Warrior II
Sunday, Feb. 14, 2016 - 7:44 PM

I wrote in my paper-copy diary about how God keeps trying to kill me. I wrote about how that PAP test I was worried about from back in December came back with severe abnormalities, and when I went to the clinic for further investigation, they informed me that I was very lucky indeed. Because if I had waited any longer they wouldn't be talking to me about severe abnormal whatever you call it, they would be talking to me about cervical cancer. "There is a line between (blablabla) and cancer, and you are on that line," the doctor told me. That is some scary stuff to be hearing at 28 years old.

I struggled with it for a few weeks. I didn't tell many people, but I made sure to tell some people, to avoid internalising it and dealing with the pressure of having no release. For a good week or two after receiving the news, I said fuck this healthy lifestyle, fuck my diet, fuck exercise. What the fuck is the point when you do everything you can to be the perfect picture of health, only for God to smite you with the threat of cancer, something totally out of your control. Do you think I enjoyed drinking my spinach and kale smoothies every morning for breakfast for the last 4 years? I was pissed. I had felt betrayed by the universe. I considered this another low blow dealt to me by fate, after having suffered from so many already.

I mean seriously. Read my history.

They needed to do a loop biopsy. It was a procedure commonly done right there in the examination room. What choice did I have? I consented. I allowed a male doctor to invade the most personal part of my body and spray a burning solution onto my cervix to show the affected cells. It lit up like Christmas. After a few moments of poking around (literally...) he was concerned. He didn't feel comfortable doing the procedure as it was, because apparently my pelvis is crooked, and he couldn't get a good vision of the area without fiddling. As if I wasn't uncomfortable enough, he knew. He offered me the more favourable of option of doing the procedure under general anesthesia, in the "theater" as they call it in Great Britain.. that would be the Operating Room, I assume. I said yes, yes please do that. He hadn't even begun the procedure and I'd had enough already. "Please knock me out," I told him. Save me from more of this trauma. I thought.

The day surgery was scheduled for this last Tuesday. I tried to suppress my anxiety by trying to see it as a new adventure, being put to sleep for the first time. But I was so anxious, about every little detail. I barely slept the nights before. A few bumps in the road the day of threatened to have the procedure cancelled and rescheduled for another day, and I thought how can I go through all of this emotional torture again? I recalled words of wisdom from the yogic philosophy, the power of intent. I focused all of my heart and energy on the intention that this procedure was going to happen that day, they it would all work out, it WAS going to happen. And it did. Was it a coincidence, was it the odds, or was it the power of the word? I'm going to stick this one to faith because if anything it makes me feel... stronger.

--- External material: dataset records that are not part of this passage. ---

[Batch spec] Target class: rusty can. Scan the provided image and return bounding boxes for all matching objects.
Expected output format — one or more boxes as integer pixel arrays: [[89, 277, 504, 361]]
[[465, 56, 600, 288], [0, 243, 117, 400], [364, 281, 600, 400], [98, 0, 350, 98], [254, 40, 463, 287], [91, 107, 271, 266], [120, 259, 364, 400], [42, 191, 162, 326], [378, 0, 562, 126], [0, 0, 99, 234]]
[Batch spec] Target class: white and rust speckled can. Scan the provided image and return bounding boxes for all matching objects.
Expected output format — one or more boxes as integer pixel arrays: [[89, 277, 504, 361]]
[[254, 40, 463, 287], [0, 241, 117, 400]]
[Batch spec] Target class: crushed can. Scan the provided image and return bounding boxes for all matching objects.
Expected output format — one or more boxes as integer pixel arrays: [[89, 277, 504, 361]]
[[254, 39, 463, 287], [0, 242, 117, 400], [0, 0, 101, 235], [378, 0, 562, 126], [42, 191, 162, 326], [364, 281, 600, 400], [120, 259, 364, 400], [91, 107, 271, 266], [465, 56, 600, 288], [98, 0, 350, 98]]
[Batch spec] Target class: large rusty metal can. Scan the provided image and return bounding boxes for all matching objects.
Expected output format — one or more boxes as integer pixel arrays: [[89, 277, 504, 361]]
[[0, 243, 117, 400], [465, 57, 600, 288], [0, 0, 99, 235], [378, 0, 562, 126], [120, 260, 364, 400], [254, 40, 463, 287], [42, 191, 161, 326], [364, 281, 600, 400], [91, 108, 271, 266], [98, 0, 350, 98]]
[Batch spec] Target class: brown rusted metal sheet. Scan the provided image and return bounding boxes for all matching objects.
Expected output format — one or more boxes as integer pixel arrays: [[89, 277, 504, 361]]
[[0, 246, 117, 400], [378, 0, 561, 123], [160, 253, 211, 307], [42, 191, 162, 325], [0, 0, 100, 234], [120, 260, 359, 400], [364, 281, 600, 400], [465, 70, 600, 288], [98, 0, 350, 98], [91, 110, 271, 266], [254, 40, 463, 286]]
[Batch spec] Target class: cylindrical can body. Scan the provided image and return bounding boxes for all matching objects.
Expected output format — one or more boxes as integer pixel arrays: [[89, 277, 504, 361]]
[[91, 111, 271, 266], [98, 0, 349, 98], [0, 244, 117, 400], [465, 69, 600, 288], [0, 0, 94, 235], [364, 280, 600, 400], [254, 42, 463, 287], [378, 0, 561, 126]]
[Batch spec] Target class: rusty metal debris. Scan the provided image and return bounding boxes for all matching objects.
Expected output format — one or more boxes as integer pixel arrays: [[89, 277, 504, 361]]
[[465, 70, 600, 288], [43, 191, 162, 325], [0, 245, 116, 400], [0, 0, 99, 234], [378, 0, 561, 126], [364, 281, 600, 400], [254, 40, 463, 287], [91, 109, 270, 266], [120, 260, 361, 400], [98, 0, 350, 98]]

So I got through the ordeal. I nervously and squeamishly allowed them to insert an IV into the back of my hand, a feeling that still haunts me nearly a week later. I can't even look at it. It's like the veins on my hand can still feel it. When I woke up I made sure to follow all instructions so I could just get the fucking thing out of my hand and get the hell out of there and go home. I took the next day off work, and really should have taken the second day off as well, but instead perservered throughout the last Thursday and Friday before half-term break. I dealt with the pain that felt like I was-- and still am-- in a constant PMS cramps phase, and the nausea that accompanied it. I am still tired, something I hear is to be expected after going under GA in some people, and my body aches.

I try not to think about the emotional implications of such a procedure. It's hard to accept that while you are in your most vulnerable state, unconscious and unable to do anything, you are lying on a table spread eagle, completely exposed, while one or two people are literally digging inside of you. Part of me thinks no one should be up there other than your lover; the sensible part of me knows that doctors are the exception to this rule and it is for the better. They say it is normal to feel this emotional state. I feel as if I have been violated, but with my consent. It is what it is though, isn't it?

I just hope that's the end of it. I hope that my biopsy comes back with positive news, that I am in the clear and have nothing to worry about. I am really getting sick of this, this constant threat of ill health hanging over me. First Lyme disease and the effects that still plague me, and now this. It would be nice to get a little break.

At the same time, when I feel like this I need to stop and count my blessings. I never forget to reflect on all the things I am grateful for. I am very lucky to have everything I have, the life that I have. I am lucky that despite all I have gone through, I am still alive and kicking. A warrior. I don't give up that easy.